Depuis septembre 2017, les Néerlandais peuvent télécharger sur leurs mobiles une toute nouvelle application : SnailSnap. Comme son nom l’indique, l’idée est… de prendre des escargots en photo. L’objectif : partager avec le Naturalis Biodiversity Center local des données qui, analysées automatiquement par des systèmes intelligents de reconnaissance d’image, permettent in fine de voir si l’urbanisation, notamment, affecte l’habitat, les conditions de vie et les caractéristiques physiques des gastéropodes.
« Darwin comes to town »
Ce projet participatif est né de l’initiative de Menno Schilthuizen, « écologiste urbain » et auteur en mars 2018 de Darwin comes to town, sous-titré « Comment la jungle urbaine agit sur l’évolution ». Il y propose une actualisation de la théorie darwinienne en étudiant l’évolution des caractéristiques de la faune et de la flore en ville, où elles sont exposées et s’adaptent à la pollution sonore et de l’air et à l’activité humaine dans des environnements artificialisés et en mutation permanente.
Ainsi, les coquilles des escargots hollandais changent de couleur, leur permettant de mieux se protéger des îlots de chaleur urbains. À Porto Rico, les pattes d’une certaine espèce de lézards ont évolué et agrippent dorénavant mieux le béton. Des corneilles japonaises déposent, elles, des noix sur le bitume et les font ouvrir par le flux des voitures. Enfin, les ailes de ces hirondelles américaines ont raccourci : elles échappent désormais plus rapidement aux voitures.
Documenter la ville verte
Anecdotiques, les escargots de Menno Schilthuizen ? Pas si l’on considère que l’étude de ces évolutions est le préambule à l’invention de nouvelles manières de faire cohabiter humain et nature en ville. Les travaux sur le darwinisme urbain égratignent au passage certains dogmes dominants en urbanisme : d’après le biologiste, l’introduction de passages à faune, censés encourager le développement des populations animales, pourrait parfois aller à l’encontre de leur besoin de s’adapter à un environnement local dans des conditions stables.

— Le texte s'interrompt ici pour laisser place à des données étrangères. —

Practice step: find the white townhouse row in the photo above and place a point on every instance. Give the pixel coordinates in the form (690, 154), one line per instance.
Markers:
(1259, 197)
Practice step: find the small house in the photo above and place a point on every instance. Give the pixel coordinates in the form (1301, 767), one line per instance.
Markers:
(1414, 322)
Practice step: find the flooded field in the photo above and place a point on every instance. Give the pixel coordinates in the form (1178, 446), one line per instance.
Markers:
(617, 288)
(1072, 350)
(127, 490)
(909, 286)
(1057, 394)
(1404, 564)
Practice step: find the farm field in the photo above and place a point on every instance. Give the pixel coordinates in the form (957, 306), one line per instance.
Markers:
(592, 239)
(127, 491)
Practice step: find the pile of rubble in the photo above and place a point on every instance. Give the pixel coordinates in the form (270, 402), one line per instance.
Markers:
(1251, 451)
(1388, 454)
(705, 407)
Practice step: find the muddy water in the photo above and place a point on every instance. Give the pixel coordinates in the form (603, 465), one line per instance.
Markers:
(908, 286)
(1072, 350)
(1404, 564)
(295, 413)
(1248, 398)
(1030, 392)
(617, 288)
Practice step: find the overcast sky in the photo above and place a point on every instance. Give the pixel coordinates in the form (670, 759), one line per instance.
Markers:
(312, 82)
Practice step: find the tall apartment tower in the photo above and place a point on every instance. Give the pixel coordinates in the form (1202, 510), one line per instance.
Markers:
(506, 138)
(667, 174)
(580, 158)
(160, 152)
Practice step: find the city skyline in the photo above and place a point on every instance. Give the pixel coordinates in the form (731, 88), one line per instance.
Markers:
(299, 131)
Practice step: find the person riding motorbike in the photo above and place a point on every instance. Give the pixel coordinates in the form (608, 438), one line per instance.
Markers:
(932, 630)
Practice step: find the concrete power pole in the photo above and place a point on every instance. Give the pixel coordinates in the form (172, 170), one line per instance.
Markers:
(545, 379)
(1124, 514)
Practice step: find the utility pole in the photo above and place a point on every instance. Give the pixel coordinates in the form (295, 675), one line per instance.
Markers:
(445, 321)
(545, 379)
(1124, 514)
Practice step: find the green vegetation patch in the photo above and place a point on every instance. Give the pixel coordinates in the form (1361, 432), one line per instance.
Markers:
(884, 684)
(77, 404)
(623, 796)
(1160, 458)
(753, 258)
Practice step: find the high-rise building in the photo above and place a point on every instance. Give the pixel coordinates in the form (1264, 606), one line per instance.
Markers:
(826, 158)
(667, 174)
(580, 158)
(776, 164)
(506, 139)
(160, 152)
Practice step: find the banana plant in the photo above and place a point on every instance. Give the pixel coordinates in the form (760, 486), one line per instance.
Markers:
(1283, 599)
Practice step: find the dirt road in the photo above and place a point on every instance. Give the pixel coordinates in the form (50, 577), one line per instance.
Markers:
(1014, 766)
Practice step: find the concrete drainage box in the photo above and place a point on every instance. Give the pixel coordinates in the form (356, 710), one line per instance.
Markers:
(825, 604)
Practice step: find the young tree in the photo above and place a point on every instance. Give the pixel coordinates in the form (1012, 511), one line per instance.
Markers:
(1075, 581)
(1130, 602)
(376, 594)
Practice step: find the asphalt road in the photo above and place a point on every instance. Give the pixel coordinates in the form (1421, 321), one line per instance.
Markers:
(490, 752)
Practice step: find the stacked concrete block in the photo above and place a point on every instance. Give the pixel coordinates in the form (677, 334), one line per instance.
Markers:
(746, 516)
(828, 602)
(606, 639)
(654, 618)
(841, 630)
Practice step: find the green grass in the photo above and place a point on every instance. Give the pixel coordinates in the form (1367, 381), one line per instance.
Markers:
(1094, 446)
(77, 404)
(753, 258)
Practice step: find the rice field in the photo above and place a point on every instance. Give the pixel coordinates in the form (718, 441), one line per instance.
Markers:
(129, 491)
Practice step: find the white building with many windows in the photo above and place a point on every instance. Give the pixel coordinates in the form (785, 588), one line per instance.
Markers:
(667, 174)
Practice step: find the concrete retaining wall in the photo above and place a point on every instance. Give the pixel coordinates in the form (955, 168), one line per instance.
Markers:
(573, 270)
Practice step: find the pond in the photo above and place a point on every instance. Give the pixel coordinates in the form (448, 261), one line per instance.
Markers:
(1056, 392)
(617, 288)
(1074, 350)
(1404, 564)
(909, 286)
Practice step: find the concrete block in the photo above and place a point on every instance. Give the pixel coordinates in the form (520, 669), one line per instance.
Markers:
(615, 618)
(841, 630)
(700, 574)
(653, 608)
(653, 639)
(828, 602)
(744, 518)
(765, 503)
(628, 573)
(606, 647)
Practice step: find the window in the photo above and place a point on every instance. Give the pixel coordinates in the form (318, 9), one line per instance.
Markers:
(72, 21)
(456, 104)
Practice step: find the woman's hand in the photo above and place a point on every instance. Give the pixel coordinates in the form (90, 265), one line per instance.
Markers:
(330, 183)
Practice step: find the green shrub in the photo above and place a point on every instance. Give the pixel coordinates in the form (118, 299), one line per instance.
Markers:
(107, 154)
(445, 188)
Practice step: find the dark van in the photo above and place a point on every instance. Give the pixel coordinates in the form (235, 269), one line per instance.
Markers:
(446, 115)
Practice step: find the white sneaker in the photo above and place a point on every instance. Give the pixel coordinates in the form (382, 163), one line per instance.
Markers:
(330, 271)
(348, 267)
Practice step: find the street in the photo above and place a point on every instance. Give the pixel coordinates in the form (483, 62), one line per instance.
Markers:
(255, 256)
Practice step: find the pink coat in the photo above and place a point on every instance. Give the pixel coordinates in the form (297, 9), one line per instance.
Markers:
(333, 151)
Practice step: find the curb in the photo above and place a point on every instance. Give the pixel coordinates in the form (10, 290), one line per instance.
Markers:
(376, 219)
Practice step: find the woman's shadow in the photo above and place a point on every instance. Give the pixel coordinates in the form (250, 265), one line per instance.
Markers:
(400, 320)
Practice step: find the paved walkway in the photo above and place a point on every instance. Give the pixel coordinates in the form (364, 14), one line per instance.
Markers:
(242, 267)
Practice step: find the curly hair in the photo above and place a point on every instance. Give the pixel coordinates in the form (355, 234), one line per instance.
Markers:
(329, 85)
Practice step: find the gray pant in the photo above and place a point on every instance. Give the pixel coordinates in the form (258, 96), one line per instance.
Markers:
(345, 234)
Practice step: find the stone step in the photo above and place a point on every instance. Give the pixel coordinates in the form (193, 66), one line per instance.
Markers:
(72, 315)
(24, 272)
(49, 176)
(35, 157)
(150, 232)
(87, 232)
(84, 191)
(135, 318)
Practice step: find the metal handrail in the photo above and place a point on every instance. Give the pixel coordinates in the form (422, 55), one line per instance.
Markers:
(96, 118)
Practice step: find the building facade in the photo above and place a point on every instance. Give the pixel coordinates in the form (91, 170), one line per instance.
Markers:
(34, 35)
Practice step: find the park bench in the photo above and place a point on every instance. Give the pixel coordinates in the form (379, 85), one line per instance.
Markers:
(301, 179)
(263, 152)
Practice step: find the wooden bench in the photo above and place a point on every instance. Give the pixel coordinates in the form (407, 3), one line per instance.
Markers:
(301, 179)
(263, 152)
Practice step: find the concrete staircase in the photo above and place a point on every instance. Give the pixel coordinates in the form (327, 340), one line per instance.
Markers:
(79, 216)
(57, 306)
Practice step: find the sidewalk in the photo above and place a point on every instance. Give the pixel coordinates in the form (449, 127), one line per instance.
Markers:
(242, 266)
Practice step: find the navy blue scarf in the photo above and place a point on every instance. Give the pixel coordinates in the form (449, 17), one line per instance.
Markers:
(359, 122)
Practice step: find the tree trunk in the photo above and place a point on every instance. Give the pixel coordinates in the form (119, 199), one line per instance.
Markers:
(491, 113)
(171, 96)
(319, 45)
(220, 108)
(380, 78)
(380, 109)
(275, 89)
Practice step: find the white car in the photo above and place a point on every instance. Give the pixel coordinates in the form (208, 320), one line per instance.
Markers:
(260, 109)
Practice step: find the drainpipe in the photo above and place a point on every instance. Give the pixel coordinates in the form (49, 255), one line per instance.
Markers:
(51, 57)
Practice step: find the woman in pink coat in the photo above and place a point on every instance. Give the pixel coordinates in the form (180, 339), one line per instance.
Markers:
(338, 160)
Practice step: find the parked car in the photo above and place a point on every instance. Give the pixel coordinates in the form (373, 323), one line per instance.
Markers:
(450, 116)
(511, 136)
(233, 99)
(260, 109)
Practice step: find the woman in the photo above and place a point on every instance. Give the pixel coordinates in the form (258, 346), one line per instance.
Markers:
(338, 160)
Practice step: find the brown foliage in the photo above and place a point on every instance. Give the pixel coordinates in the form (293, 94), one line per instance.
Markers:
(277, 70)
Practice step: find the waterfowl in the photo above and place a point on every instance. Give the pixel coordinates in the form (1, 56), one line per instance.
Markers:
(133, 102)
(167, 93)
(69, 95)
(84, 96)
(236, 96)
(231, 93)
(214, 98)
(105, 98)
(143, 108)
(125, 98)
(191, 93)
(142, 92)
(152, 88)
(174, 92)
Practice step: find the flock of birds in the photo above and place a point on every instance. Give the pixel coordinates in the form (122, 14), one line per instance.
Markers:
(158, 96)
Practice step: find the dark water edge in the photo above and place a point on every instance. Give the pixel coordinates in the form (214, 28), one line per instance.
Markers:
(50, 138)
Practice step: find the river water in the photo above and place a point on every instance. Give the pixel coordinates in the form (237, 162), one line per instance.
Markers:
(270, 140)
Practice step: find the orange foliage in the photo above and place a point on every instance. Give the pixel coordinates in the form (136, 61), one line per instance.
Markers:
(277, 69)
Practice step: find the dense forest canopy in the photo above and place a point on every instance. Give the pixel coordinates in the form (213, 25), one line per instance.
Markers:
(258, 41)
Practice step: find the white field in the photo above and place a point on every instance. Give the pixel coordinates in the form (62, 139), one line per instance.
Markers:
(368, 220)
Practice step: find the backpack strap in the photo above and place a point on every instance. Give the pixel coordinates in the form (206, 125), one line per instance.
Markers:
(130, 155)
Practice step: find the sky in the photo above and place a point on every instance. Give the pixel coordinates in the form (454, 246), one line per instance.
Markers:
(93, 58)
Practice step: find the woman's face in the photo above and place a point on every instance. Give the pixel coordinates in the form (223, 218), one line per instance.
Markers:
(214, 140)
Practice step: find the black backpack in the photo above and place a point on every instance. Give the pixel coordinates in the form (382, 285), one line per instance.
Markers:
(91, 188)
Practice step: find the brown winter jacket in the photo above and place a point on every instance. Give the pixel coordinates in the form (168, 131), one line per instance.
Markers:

Les travaux de Schilthuizen le mènent aussi à conclure que « pour rendre les villes plus vertes, les meilleurs candidats sont les espèces qui se sont déjà adaptées aux conditions urbaines plutôt que celles choisies dans un catalogue de pépiniériste ». En fait, le développement des technologies de monitoring (capteurs, connectivité, cloud, data-analyse et IA), à l’instar de ce que l’on observe par ailleurs dans le champ de l’étude de la grande faune sauvage, permet de documenter à un degré de précision inédit un pan entier de ce qui fonde la biodiversité en milieu urbain. Menno Schilthuizen, qui met en lumière l’incapacité d’adaptation de certaines espèces face aux trop rapides transitions urbaines, rêve ainsi d’un « système de monitoring automatisé, faisant appel au grand public, qui permettrait d’observer en temps réel [les processus d’ »évolution urbaine »] ».
La biodiversité urbaine à l’agenda dans l’immobilier
Du reste, ce type d’outils de quantification, à l’image du City Biodiversity Index, permet d’objectiver la préoccupation grandissante que les acteurs de la ville semblent montrer envers la biodiversité urbaine. Le secteur de l’immobilier est à cet égard un des plus actifs. Lors du dernier MIPIM (Marché International des Professionnels de l’Immobilier), le Conseil International Biodiversité et Immobilier (CIBI) a ainsi lancé une charte volontaire qui a vocation à faire un peu plus entrer la biodiversité dans les préoccupations du secteur. Quarante entreprises se sont ainsi engagées autour d’une charte qui vise à « intégrer le vivant dans tout projet urbain » et qui suit d’autres initiatives, tel le label BiodiverCity dont le référentiel propose une définition de la biodiversité appliquée à la ville (indicateurs pour la diversité des écosystèmes et les relations homme/nature).
Un tournant s’opère, selon Pierre Darmet, Secrétaire Général du CIBI, qui assure :
« Nous passons de ‘mesurettes’ à une conception systématique. Il n’y a pas de performance écologique à attendre, mais plutôt un potentiel d’accueil du vivant, ce qui est différent des raisonnements habituels »
Alors que les municipalités elles-mêmes en font un élément visible de leurs politiques, la biodiversité urbaine quantifiée est indéniablement en passe de déboucher sur un marché. Urbalia, start-up tout juste née d’un partenariat entre VINCI Construction et AgroParisTech, propose ainsi le « premier outil » de mesure du potentiel biodiversité d’un projet urbain. La nature en ville voit ainsi à son tour nos civilisations statistiques se pencher sur elle et faire de mieux en mieux ce qui les caractérisent : classer et mesurer.